Kepala BMKG Teuku Faisal Fathani mengumumkan bahwa peringatan dini tsunami akibat gempa di Mindanao telah berakhir -BMKG-
INDOSBERITA.ID.SULUT – Badan Meteorologi, Klimatologi, dan Geofisika (BMKG) resmi menghentikan peringatan dini tsunami yang sebelumnya dikeluarkan setelah gempa bumi berkekuatan magnitudo 7,7 mengguncang wilayah Laut Sulawesi atau perairan selatan Mindanao, Filipina, pada Senin (8/6/2026).
Kepala BMKG, Teuku Faisal Fathani, mengatakan penghentian status peringatan dilakukan pada pukul 10.15 WIB setelah hasil pemantauan menunjukkan kondisi laut mulai stabil dan tidak lagi menunjukkan potensi ancaman tsunami yang membahayakan wilayah pesisir.
Menurutnya, keputusan tersebut diambil berdasarkan analisis data dari berbagai alat pemantauan yang memperlihatkan tidak adanya kenaikan muka air laut yang signifikan.

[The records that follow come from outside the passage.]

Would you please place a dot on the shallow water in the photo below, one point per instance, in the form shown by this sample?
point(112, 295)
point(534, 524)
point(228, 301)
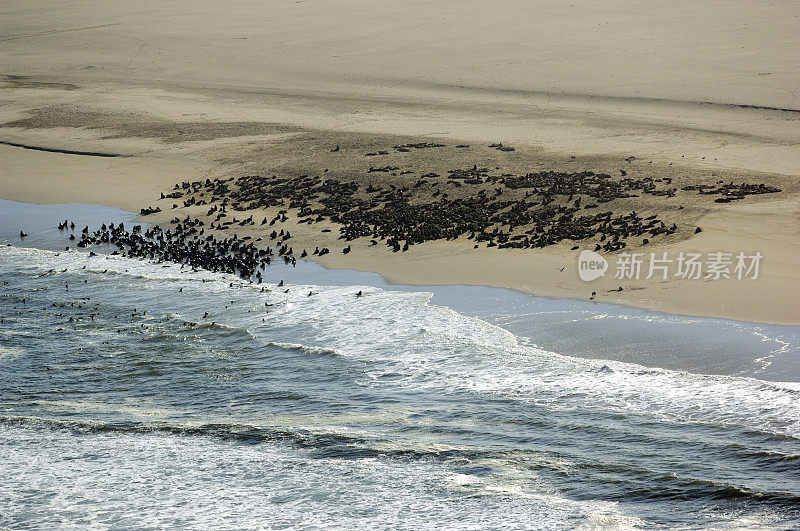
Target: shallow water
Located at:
point(121, 405)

Pencabutan peringatan dini juga menjadi dasar bagi berbagai instansi terkait untuk melanjutkan proses penanganan pascagempa dan melakukan evaluasi di daerah yang sempat berstatus waspada.
BMKG menyebut langkah itu penting agar unsur penanggulangan bencana seperti Basarnas, BNPB, BPBD, TNI, dan Polri dapat melakukan konsolidasi serta memastikan kondisi masyarakat di wilayah terdampak tetap aman.
Sebelumnya, jaringan alat pemantau pasang surut laut milik BMKG sempat mencatat adanya gelombang tsunami di sejumlah wilayah Indonesia bagian timur.
Ketinggian gelombang terbesar terukur di Palengen, Kabupaten Kepulauan Sangihe, Sulawesi Utara. Di lokasi tersebut, tsunami mencapai 75 sentimeter dan tercatat pada pukul 08.20 WIB.
Selain Palengen, anomali muka air laut juga terdeteksi di beberapa titik lainnya. Di Paleleh, Sulawesi Tengah, ketinggian gelombang tercatat 45 sentimeter. Sementara di Melonguane mencapai 32 sentimeter, Tahuna 30 sentimeter, dan Bitung 29 sentimeter.
Adapun wilayah Loloda dan Ternate di Maluku Utara turut mencatat kenaikan muka air laut masing-masing sebesar 9 sentimeter dan 14 sentimeter.
Meski peringatan dini telah dicabut, BMKG tetap mengimbau masyarakat untuk mengikuti informasi resmi dari pemerintah dan tidak mudah mempercayai kabar yang belum terverifikasi terkait aktivitas gempa maupun tsunami.